Rencontre avec Maia Beyrouti de Moïo Studio

-      Qu’est-ce qui t’a menée vers la terre ?  

Le sud de la France et la Palestine ont une importante culture de la céramique. J’ai donc baigné dans cet héritage depuis toujours, des tomettes aux sols ou carreaux aux murs, aux livres, aux jarres et aux sculptures que nous avions. Un de mes professeurs d’art à l’école était également céramiste. Nous avions un four en classe. Cela a rendu cette matière familière et accessible pour moi, si bien que j’y suis revenue continuellement au fur et à mesure de l’évolution de ma pratique. 

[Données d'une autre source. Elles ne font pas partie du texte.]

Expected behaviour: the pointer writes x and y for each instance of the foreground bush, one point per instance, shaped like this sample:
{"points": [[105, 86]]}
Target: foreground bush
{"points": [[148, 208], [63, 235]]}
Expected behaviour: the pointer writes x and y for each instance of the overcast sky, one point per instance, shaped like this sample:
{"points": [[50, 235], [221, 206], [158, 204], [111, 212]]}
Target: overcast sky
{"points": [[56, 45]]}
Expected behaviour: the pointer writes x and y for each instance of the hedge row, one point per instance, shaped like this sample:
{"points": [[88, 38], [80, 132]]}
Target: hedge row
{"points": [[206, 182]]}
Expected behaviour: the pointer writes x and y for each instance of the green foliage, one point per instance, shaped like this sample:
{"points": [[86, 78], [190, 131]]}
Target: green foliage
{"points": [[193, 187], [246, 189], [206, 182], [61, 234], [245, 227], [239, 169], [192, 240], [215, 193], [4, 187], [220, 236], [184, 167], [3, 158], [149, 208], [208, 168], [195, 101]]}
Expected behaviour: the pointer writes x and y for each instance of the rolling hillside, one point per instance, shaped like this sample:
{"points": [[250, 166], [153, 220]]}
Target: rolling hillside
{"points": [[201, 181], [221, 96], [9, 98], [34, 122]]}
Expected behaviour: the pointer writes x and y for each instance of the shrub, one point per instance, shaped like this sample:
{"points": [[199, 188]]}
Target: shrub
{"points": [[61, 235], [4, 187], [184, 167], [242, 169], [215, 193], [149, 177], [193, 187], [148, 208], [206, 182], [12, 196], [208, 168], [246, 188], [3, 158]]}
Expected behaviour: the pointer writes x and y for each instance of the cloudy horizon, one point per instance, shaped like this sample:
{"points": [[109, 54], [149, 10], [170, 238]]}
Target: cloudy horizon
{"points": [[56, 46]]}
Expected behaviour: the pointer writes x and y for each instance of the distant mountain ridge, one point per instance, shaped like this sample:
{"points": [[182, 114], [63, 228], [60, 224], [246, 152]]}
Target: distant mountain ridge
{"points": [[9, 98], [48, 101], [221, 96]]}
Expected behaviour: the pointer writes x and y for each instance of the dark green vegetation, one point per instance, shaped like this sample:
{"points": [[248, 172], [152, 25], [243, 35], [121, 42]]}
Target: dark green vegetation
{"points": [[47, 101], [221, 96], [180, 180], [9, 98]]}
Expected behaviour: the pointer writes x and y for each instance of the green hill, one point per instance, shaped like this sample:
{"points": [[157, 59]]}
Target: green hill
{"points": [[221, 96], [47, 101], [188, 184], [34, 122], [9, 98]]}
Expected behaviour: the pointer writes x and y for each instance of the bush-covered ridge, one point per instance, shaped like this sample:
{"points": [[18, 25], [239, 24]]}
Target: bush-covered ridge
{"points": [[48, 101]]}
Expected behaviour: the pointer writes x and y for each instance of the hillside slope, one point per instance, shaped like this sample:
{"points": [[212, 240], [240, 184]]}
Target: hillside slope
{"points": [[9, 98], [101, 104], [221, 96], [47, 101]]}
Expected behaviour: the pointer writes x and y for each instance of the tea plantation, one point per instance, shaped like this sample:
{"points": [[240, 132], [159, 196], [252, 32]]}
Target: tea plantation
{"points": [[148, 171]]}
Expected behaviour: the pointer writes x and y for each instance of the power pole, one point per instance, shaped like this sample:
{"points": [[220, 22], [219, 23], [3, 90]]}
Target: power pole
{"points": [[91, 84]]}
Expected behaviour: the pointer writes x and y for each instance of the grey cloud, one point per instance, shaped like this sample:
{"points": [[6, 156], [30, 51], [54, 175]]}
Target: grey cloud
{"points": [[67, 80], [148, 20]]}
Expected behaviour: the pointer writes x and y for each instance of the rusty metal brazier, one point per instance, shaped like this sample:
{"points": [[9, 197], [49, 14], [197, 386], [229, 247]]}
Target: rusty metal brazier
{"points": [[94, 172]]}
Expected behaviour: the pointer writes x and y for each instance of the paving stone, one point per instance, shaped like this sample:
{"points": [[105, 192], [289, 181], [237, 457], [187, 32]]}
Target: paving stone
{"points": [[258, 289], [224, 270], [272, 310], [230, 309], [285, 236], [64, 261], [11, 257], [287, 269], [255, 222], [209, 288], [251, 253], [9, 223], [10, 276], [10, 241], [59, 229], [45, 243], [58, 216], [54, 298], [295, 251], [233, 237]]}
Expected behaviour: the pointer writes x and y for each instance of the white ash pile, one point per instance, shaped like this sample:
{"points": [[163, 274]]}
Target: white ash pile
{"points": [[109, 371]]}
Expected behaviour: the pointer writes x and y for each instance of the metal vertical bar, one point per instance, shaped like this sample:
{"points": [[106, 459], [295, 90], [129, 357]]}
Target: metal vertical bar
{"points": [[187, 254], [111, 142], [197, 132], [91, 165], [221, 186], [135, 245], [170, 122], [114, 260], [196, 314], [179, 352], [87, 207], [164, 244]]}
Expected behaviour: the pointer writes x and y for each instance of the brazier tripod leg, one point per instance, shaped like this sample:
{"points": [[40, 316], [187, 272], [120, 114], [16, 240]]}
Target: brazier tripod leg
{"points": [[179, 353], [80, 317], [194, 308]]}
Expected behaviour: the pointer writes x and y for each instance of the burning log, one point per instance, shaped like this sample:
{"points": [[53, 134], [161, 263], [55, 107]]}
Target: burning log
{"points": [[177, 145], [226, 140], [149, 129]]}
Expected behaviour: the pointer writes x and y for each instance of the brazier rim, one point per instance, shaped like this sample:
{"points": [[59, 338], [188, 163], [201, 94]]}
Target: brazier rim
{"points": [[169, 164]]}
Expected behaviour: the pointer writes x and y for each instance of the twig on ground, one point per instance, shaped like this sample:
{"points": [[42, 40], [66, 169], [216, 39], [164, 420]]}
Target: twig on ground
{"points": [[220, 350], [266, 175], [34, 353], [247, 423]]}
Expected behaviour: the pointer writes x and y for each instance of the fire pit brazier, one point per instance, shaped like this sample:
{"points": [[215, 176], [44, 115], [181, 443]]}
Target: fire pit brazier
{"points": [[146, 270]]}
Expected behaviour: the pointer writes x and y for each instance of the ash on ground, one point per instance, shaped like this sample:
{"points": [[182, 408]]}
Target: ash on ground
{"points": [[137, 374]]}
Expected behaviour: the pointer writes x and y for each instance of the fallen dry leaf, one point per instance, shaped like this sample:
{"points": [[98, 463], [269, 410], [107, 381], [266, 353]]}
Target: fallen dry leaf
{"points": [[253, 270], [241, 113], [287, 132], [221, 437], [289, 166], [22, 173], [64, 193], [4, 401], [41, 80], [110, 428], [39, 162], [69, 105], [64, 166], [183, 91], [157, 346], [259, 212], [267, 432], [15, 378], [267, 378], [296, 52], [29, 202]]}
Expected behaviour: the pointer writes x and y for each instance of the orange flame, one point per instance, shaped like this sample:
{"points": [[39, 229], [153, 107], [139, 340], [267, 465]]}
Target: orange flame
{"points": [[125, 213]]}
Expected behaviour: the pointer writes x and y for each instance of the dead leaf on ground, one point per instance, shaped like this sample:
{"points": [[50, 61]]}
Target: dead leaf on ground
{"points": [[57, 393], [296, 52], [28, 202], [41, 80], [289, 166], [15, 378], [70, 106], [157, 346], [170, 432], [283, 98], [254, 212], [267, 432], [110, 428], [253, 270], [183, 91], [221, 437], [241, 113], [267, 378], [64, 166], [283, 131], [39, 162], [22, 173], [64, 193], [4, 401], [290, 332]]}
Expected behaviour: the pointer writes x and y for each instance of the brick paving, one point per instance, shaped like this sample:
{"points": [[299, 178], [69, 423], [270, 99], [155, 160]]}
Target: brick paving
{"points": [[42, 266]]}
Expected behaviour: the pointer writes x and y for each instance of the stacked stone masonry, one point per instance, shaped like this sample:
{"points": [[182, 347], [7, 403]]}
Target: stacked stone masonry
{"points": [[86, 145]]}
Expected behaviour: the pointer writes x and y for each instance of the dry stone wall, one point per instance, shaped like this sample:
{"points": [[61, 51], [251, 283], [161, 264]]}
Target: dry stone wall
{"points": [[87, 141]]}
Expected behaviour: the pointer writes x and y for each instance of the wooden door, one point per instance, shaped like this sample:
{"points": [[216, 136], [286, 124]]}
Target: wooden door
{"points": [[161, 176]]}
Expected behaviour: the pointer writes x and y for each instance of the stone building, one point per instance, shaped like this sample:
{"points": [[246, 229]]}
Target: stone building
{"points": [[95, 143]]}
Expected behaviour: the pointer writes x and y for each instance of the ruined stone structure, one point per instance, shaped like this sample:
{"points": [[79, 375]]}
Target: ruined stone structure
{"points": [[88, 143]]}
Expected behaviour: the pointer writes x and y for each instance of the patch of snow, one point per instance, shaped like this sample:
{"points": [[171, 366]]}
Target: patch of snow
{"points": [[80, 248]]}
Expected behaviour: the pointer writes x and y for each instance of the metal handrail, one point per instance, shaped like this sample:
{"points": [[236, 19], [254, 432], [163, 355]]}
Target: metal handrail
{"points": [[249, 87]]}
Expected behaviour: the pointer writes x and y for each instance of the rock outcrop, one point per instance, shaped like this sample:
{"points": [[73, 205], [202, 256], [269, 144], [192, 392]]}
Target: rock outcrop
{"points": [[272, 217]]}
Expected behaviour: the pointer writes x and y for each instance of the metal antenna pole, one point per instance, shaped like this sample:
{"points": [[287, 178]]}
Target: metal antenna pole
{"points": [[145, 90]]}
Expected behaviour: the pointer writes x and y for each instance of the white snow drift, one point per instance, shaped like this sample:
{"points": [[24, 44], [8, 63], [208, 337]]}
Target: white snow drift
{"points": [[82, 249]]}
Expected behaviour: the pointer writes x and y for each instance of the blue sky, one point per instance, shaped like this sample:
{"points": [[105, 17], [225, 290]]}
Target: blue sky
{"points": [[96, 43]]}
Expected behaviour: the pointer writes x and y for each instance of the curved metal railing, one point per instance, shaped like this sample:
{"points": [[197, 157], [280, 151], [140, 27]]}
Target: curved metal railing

J’ai étudié la Conservation des matières naturelles à Londres, avec une spécialisation dans les techniques photographiques du 19ème, puis j’ai travaillé dans la communication visuelle, si bien que la terre n’a pas toujours été si centrale mais ce qui était clair pour moi c’était que je voulais une pratique qui mixe l’art et la science. Je m’y suis ensuite dédiée à 100% dans la trentaine, avec une volonté de travailler de mes mains. Je ne me voyais pas constamment devant un ordinateur et la terre est revenue, comme une évidence. 

Maia beyrouti Moïo Studio portrait Volume ceramics

-      Tu expérimentes beaucoup sur les émaux et les formes, peux-tu nous parler de ton processus créatif ?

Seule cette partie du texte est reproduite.